Dalle nostre celle di clausura
abbiamo incontrato la professoressa impegnata nella DAD con il marito che
transita alle sue spalle intento a caricare la moka, il collega spettinato, con
la felpa, che partecipa alla riunione seduto sul letto, la voce del bimbo che
chiede come risolvere il problema di matematica, il sorriso di un amico felice
di vederti, pur da lontano. Il lavoro si è impossessato del salotto, occupando
un tavolo che un tempo serviva per ospitare gli amici a cena. Il lavoro, che un
tempo era davvero remoto, anzi, quasi recondito, si è avvicinato e scoperto,
gettando una luce su una porzione della nostra vita per lo più ignota a chi ci
vive accanto. Gli insegnanti hanno visto camerette disordinate e tappezzate di
foto e oggetti; gli studenti hanno fatto esperienza dei professori incorniciati
da affetti e suppellettili, probabilmente più umani e, spesso, teneri ai loro
occhi, nel tentativo di familiarizzare con strumenti mai sperimentati. Genitori
sempre altrove si sono ritrovati sotto lo stesso tetto dei figli per un tempo
lunghissimo.
Nessuno avrebbe probabilmente
scelto anche solo una delle manifestazioni di questo esilio dal mondo, eppure,
questa esperienza ci ha regalato consapevolezze mai intuite prima.
Di contro, il mondo si è
ristretto.
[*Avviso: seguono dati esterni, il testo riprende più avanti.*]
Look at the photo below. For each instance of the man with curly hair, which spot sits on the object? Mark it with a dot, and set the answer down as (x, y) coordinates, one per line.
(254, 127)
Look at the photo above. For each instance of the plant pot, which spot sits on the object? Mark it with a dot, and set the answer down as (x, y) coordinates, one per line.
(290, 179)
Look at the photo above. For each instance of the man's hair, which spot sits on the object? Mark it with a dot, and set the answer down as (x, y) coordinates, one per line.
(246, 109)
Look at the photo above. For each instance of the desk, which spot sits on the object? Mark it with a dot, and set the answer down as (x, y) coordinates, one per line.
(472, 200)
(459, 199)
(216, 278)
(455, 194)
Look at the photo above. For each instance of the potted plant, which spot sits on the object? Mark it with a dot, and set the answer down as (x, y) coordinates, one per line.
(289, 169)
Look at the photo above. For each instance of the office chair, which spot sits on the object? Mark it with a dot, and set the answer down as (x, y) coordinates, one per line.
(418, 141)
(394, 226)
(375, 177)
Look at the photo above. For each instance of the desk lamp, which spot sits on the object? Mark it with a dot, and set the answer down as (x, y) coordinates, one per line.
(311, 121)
Hanno fatto il loro ritorno i confini e sono cresciute le distanze
da interporre tra le persone. Come vittime di un’illusione ottica siamo
inizialmente spariti, puntini infinitesimali perduti in una natura
incommensurabile, ridotti a numero da statistica. Nel microscopio della nostra
vita in cattività quel puntino si è ingigantito a dismisura, mentre il mondo si
andava restringendo sempre più. E mentre fuori si riaffacciavano i confini ci
siamo resi conto di non esperire più il confine del sé, confuso in un habitat
sempre uguale o esercitato in un esterno ove lo spazio si espande per decreto o
ordinanza, quando non per paura.
Stiamo gradualmente riacquistando
spazio e incontri pur con prudenza e limitazioni, più o meno elastiche;
tuttavia, questo percorso di avvicinamento è pensato per farci tornare a
consumare, ma non veramente ad incontrarci ed essere vicini.
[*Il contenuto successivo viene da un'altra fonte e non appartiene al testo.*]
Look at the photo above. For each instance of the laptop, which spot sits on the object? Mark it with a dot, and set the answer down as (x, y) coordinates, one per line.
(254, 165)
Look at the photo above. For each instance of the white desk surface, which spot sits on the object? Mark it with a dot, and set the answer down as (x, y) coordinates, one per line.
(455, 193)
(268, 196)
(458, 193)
Quello che è successo è immane e
chi ne nega la gravità offende la memoria dei defunti e dei malati e usa
strumentalmente il malcontento per trarne vantaggio personale, tuttavia, non è
accettabile trascurare le conseguenze umane e sociali oltre che sanitarie,
economiche ed educative di questa epidemia.
L’essere umano acquisisce
abitudini con estrema facilità e l’abitudine alla distanza e all’isolamento
potrebbe lasciare tracce indelebili e difficili da curare in una civiltà già
estremamente individualista e prigioniera della realtà virtuale.
Non sentivo il bisogno dei diari
della quarantena, ma vorrei che ora ci fermassimo a pensare a come vogliamo
accostarci all’altro nella fase di riabilitazione che abbiamo davanti.
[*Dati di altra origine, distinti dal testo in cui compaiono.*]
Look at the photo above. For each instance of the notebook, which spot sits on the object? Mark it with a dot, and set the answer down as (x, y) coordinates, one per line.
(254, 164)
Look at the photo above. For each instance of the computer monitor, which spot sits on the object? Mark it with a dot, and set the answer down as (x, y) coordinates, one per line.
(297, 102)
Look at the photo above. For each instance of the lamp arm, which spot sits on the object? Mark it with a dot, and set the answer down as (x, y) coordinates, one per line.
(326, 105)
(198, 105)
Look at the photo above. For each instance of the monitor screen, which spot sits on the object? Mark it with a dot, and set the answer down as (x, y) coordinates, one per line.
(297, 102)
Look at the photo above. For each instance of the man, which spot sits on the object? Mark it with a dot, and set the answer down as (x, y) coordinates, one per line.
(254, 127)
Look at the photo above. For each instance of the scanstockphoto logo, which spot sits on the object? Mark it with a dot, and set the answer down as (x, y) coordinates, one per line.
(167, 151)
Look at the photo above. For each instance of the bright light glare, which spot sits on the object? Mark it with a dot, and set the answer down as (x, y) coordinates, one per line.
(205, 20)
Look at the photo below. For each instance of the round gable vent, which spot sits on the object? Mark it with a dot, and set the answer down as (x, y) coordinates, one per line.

Mi piacerebbe che questo momento
fosse raccontato perché l’introspezione senza occasioni di confronto resta una
vuoto mulinello. Solo nell’incontro si può conoscere anche se stessi e credo
saremo tutti curiosi di sapere come siamo cambiati nel passaggio che abbiamo
conosciuto. Cosa guida l’avvicinamento all’altro in questo strano tempo? Curiosità,
affinità, desiderio, timore, forse, cura. Si vede tanta rabbia in giro. Quando viene
meno il prossimo, fanno la loro comparsa i nemici e le contrapposizioni. Ecco,
credo sia la “fase” di cui dobbiamo preoccuparci tutti.